Travel restrictions earlier in the year and other pandemic measures appear to have led many people in the province to take their vacations closer to home. Some stations even extend their season to take advantage of demand.
Trout Pond Lodge in East Kemptville would normally close to guests in late October, but now plans to stay open until mid-February.
Patrick Wallace, who bought the 13-bedroom property in 2018, said Nova Scotians have flocked to the resort despite the lockdowns and uncertainties of the past two seasons,
“In fact, we’ve never been this busy and we are just so grateful to all the Nova Scotian guests who have visited us, many, many of them, repeat customers,” he said. .
According to Wallace, about half of the resort’s guests were from overseas before the pandemic. He said the other half came from across Canada.
Nova Scotians Willing To Pay
Guests have come almost exclusively from Nova Scotia or the Atlantic bubble over the past two seasons, he said.
Wallace said the resort did not have to offer discounts and was able to maintain prices due to high demand.
He said the pandemic showed people in the province and region were willing to pay a high price for high-end “indulgent madness”.
He said the decision to keep the hotel open until mid-February was based on demand, as the year-round supply of jobs made staffing easier in the medium and long term.
“We have always felt very, very, regretful and very sad at the end of a season where you have to say goodbye to people you really care about,” he said.

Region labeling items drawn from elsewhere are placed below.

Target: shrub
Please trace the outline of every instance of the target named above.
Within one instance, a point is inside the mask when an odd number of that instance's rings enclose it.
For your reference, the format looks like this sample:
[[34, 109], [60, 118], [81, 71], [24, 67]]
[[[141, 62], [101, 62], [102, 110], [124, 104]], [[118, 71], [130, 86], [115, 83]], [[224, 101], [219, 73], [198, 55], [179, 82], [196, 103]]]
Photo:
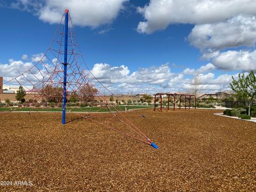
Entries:
[[241, 114], [239, 116], [239, 117], [242, 119], [251, 119], [251, 117], [246, 114]]
[[111, 97], [109, 98], [109, 101], [110, 101], [110, 102], [114, 101], [113, 96], [111, 96]]
[[226, 109], [224, 110], [224, 111], [223, 111], [223, 114], [224, 115], [230, 116], [230, 111], [231, 111], [230, 109]]
[[251, 116], [253, 117], [256, 117], [256, 110], [253, 110], [251, 113]]
[[74, 95], [72, 96], [71, 98], [70, 98], [68, 100], [68, 101], [70, 102], [77, 102], [78, 101], [78, 100], [77, 99], [77, 98]]
[[11, 103], [10, 99], [5, 99], [5, 101], [6, 103], [10, 104]]
[[67, 103], [66, 105], [67, 107], [74, 107], [76, 106], [76, 103]]
[[246, 110], [243, 108], [238, 108], [237, 110], [240, 114], [246, 114]]
[[80, 107], [87, 107], [87, 106], [88, 106], [88, 104], [86, 103], [80, 104]]
[[238, 117], [240, 113], [236, 109], [232, 109], [230, 111], [230, 116], [232, 117]]

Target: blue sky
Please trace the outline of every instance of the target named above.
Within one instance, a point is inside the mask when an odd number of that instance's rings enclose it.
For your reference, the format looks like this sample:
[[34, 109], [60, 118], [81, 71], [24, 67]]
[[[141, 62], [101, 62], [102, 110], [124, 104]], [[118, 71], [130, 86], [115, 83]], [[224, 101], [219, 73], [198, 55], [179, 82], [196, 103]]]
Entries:
[[247, 1], [1, 0], [0, 75], [35, 64], [66, 7], [88, 67], [113, 91], [188, 91], [195, 76], [202, 92], [228, 90], [231, 76], [256, 70], [256, 3]]

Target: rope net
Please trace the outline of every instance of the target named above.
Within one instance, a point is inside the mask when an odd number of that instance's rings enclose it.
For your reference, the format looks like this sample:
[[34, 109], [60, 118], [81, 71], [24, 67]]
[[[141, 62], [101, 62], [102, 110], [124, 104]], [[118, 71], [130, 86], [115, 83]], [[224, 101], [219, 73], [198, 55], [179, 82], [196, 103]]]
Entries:
[[[68, 20], [66, 111], [146, 143], [152, 142], [123, 114], [121, 101], [92, 74], [79, 47], [70, 14]], [[52, 40], [40, 60], [13, 78], [6, 78], [5, 85], [19, 86], [26, 91], [25, 102], [14, 107], [5, 102], [2, 113], [22, 108], [47, 109], [61, 111], [63, 101], [65, 13]], [[85, 66], [84, 69], [81, 66]], [[108, 101], [111, 95], [114, 102]], [[1, 101], [1, 105], [2, 101]], [[6, 110], [7, 108], [7, 110]], [[1, 108], [0, 108], [1, 109]], [[105, 112], [105, 113], [104, 113]], [[99, 114], [102, 113], [102, 114]], [[104, 114], [103, 114], [104, 113]], [[68, 113], [67, 114], [68, 115]]]

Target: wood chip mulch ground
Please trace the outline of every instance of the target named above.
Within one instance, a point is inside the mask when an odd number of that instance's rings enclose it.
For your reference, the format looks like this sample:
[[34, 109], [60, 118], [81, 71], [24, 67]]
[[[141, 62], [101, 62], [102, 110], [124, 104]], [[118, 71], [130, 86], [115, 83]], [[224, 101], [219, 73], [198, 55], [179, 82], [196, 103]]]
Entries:
[[256, 124], [221, 111], [125, 113], [158, 149], [77, 114], [0, 114], [0, 191], [256, 191]]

“Being able to keep our team together… they’re already really good and they’re just going to get better and better. “
Digby Pines Golf Resort and Spa is also reporting a successful season despite the opening postponed to June 4. Its scheduled opening date was April 30.

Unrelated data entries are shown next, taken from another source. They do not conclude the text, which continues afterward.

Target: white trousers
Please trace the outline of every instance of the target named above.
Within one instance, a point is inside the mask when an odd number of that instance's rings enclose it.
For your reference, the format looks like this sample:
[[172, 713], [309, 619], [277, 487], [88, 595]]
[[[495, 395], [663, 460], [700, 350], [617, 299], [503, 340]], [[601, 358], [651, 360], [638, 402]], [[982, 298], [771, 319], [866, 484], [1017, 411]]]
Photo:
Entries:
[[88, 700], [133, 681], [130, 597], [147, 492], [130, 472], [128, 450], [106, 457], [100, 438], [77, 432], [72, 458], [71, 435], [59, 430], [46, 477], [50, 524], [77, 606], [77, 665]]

Paul Stackhouse, the managing director, said demand for rooms, the resort’s main source of income, was high. But he said the pandemic distancing rules were affecting food and drink income.
He said the main challenge, as it was in many places, was finding staff.

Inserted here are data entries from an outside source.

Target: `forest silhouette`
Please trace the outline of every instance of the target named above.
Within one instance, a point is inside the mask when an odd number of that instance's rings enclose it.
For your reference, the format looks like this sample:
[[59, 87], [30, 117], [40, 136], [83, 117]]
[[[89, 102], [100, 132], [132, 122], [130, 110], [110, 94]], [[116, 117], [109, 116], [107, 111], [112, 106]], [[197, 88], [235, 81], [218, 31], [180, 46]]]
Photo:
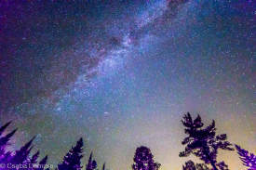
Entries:
[[[33, 142], [35, 138], [34, 137], [30, 141], [25, 143], [20, 150], [15, 151], [8, 150], [7, 148], [11, 137], [15, 135], [18, 129], [12, 130], [10, 133], [6, 133], [7, 128], [11, 122], [0, 127], [0, 169], [7, 170], [99, 170], [106, 169], [106, 163], [103, 163], [99, 168], [97, 161], [93, 158], [91, 152], [88, 163], [83, 164], [81, 159], [84, 156], [83, 147], [84, 142], [81, 137], [72, 147], [66, 155], [63, 157], [61, 163], [57, 167], [52, 167], [47, 164], [47, 155], [42, 160], [38, 160], [40, 151], [37, 150], [32, 154], [34, 149]], [[198, 114], [195, 119], [193, 119], [191, 114], [187, 112], [182, 119], [182, 124], [184, 126], [184, 133], [187, 137], [182, 141], [182, 145], [185, 146], [183, 151], [181, 151], [180, 157], [187, 157], [194, 155], [199, 158], [202, 163], [197, 163], [189, 160], [184, 163], [182, 170], [228, 170], [228, 164], [223, 161], [217, 162], [219, 150], [236, 150], [237, 155], [248, 170], [256, 170], [256, 156], [249, 153], [245, 149], [236, 144], [232, 144], [227, 140], [226, 134], [216, 134], [215, 121], [204, 126], [201, 117]], [[178, 156], [178, 155], [177, 155]], [[154, 160], [154, 155], [151, 150], [146, 146], [140, 146], [136, 149], [132, 170], [158, 170], [161, 164]]]

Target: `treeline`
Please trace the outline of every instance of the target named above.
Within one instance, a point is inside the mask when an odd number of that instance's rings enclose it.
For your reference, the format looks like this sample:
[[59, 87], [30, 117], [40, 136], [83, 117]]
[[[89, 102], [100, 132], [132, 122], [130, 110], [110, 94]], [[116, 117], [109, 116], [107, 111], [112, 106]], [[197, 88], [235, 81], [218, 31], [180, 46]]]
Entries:
[[[209, 126], [204, 126], [200, 115], [193, 119], [188, 112], [184, 114], [182, 123], [187, 137], [182, 141], [182, 145], [184, 145], [185, 148], [183, 151], [180, 152], [179, 156], [195, 155], [202, 161], [201, 163], [194, 163], [191, 160], [187, 161], [182, 165], [182, 170], [228, 170], [228, 165], [223, 161], [217, 162], [218, 151], [219, 150], [232, 151], [235, 149], [239, 155], [241, 163], [248, 167], [248, 170], [256, 170], [256, 156], [238, 145], [231, 144], [227, 141], [226, 134], [216, 135], [214, 120]], [[47, 164], [47, 156], [38, 160], [39, 150], [32, 154], [34, 137], [18, 150], [10, 151], [7, 150], [7, 146], [10, 145], [10, 138], [17, 132], [17, 129], [14, 129], [10, 133], [4, 135], [5, 130], [10, 124], [11, 122], [8, 122], [0, 127], [0, 169], [53, 169], [51, 165]], [[66, 153], [58, 167], [55, 167], [55, 170], [99, 170], [92, 152], [86, 165], [82, 165], [83, 146], [83, 138], [80, 138], [76, 145], [72, 147]], [[145, 146], [137, 148], [133, 161], [134, 163], [131, 165], [133, 170], [158, 170], [161, 166], [159, 163], [155, 162], [150, 149]], [[100, 169], [105, 170], [105, 163]]]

“If you talk to anyone in our industry, there were a lot of managers making beds this summer,” Stackhouse said.
He attributes some of the demand for resorts like Digby Pines to people looking for chalet-style accommodations and open spaces.
He said people who would normally have gone on vacation in the past two years have money set aside to spend a vacation closer to home.
The resort would normally close on Thanksgiving weekend, but chose to stay open until the end of October due to demand.
According to Stackhouse, the station, which was originally owned by the province, is not wintered. He said it was not possible to stay open beyond October, although people called to inquire about stays in November.
There is a plan to winterize part of the hotel that will allow year-round operation from 2022.
Dean Leland, owner of Oceanstone Seaside Resort near Peggys Cove, said business was back to 2019 levels despite the disruption in wedding and corporate activities.
The complex, which is open year-round, continues to face labor shortages, Leland said.
He said this was the main challenge facing the industry and the problem kept him awake at night.
“A lot of the workforce issues are beyond our control and there is a lot of work to be done on the part of others,” he said. “I guess this will help solve the problem, but it won’t be an immediate solution and we all know that. “
At Milford House in rural Annapolis, which bills itself as “Nova Scotia’s oldest family-friendly wilderness resort,” General Manager Krista Vidito said it was “a hugely successful season. “.
Vidito said many people who would normally have left the province for their vacations discovered the resort for the first time.
She said some services like housekeeping had to be cut due to the pandemic, but customers understood the situation.
“We have a really big dining room, so we were able to keep a distance, keep a spacing,” she said.
“We were very lucky that way and offered take-out for the first time and we also offered terrace service for the first time. “
The resort has 28 cabins, three of which are wintered and available year-round, even when the main lodge and restaurants close for the season.
Vidito said guests have mainly come from Halifax for the past two years, but a large number of guests have come from the United States before the pandemic.
“We’ve had a few returns this year, but for the most part we’re still looking forward to welcoming them until next year,” she said.